The pathology diagnosis of mesothelioma can be difficult. Invasion of the stroma continues to be the most reliable criterion for separating benign from malignant mesothelial proliferations. Cytology-only diagnosis on effusion fluids cannot assess invasion and remains controversial, but it can sometimes suggest a diagnosis of epithelioid mesothelioma in conjunction with clinico-radiological and immunohistochemical features. However, cytology diagnosis of sarcomatoid and desmoplastic mesothelioma is rarely achievable. Because usually only the epithelioid component sheds cells, biphasic tumours may be falsely interpreted as epithelioid, which may affect eligibility for surgical treatment. This could also affect a patient’s inclusion into clinical trials, and prognostication.Emerging data suggests that subtyping of epithelioid mesothelioma with regards to architectural features (which require a biopsy for assessment) and nuclear grade are also important to predicting survival. This suggest that a cytology diagnosis of ‘malignant mesothelioma’ (presumably epithelioid in type) might not suffice in the future.

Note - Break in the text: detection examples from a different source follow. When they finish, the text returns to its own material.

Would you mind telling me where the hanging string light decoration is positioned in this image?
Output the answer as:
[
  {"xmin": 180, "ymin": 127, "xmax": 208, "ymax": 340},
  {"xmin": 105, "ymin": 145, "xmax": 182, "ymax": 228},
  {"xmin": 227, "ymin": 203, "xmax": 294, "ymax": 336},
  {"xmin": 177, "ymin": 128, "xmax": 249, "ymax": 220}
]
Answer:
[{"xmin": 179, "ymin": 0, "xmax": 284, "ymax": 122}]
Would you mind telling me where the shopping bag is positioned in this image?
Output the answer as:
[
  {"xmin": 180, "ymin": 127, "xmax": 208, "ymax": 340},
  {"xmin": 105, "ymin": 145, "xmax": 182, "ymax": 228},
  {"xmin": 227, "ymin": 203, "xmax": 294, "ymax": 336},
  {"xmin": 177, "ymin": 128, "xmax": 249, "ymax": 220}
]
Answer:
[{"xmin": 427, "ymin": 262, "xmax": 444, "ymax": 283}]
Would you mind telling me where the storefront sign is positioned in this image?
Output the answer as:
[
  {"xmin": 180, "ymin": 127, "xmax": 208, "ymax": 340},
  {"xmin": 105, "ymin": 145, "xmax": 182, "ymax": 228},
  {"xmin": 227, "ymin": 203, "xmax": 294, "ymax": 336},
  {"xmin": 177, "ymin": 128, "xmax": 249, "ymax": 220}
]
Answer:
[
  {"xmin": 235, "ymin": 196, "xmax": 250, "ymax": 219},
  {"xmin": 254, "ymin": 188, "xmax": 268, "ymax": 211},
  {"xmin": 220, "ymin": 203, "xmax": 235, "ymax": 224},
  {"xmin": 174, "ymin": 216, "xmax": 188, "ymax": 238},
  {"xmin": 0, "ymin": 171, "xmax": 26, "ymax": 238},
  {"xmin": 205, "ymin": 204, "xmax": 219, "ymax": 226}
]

Sensitivity of cytology diagnosis is reportedly variable and (potentially low) - in the range of 16-75% for a 'positive' diagnosis after exclusion of 'suspicious' findings. Studies reporting high sensitivities usually originate from institutions that have a special interest in that area, and some (retrospective) studies did not specify the diagnostic criteria used, or the extent of clinical and radiological information available. Such diagnostic criteria have recently been proposed by Hjerpe et al, but in view of the rarity of mesothelioma, and the variable features at unusual sites, e.g. pericardial, many laboratories would struggle to accumulate sufficient experience.

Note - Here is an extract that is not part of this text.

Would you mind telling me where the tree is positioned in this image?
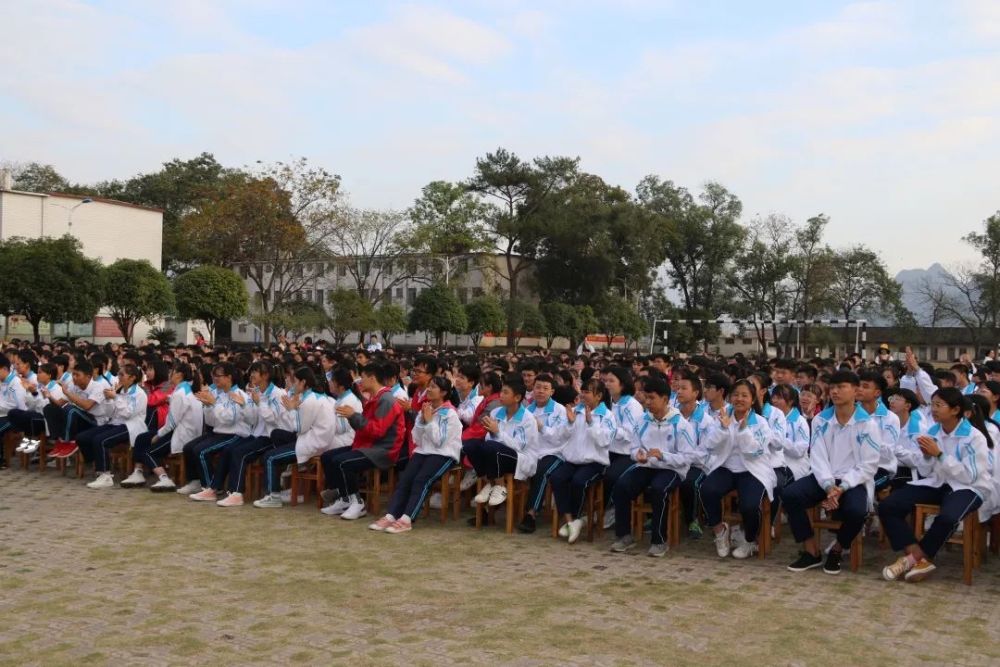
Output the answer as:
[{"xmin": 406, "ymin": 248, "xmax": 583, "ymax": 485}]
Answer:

Immunohistochemical and molecular studies (e.g. BAP1, p16 and 9p21 homozygous deletion) can be helpful but are not universally available, and some of these need further validation.
Whilst there is a requirement for minimal fluid volumes to be submitted for a cell block to be prepared, it is not uncommon that insufficient material is received, especially where the diagnosis is unexpected.
Even if a cell block is available, assessment of prognostic and predictive markers on effusion fluids, whilst possible in principle, has not been widely validated and may be challenging, due to the mixture of reactive benign and malignant cells, which cannot be definitively distinguished by morphology.
When all of the recently proposed cytological criteria for epithelioid mesothelioma are fulfilled in an effusion fluid specimen, a highly probable diagnosis of mesothelioma can be accomplished with a high level of specificity. However, many cases are problematic, and the information that can be gathered is limited. It is appealing to refrain from an invasive procedure, but uncertainty of diagnosis, potential misdiagnosis of morphological subtype, inability to sub-classify epithelioid mesothelioma or diagnose sarcomatoid mesothelioma, lack of data validating predictive and prognostic markers on cytology samples alone and potential delay in treatment are compelling reasons to biopsy when possible.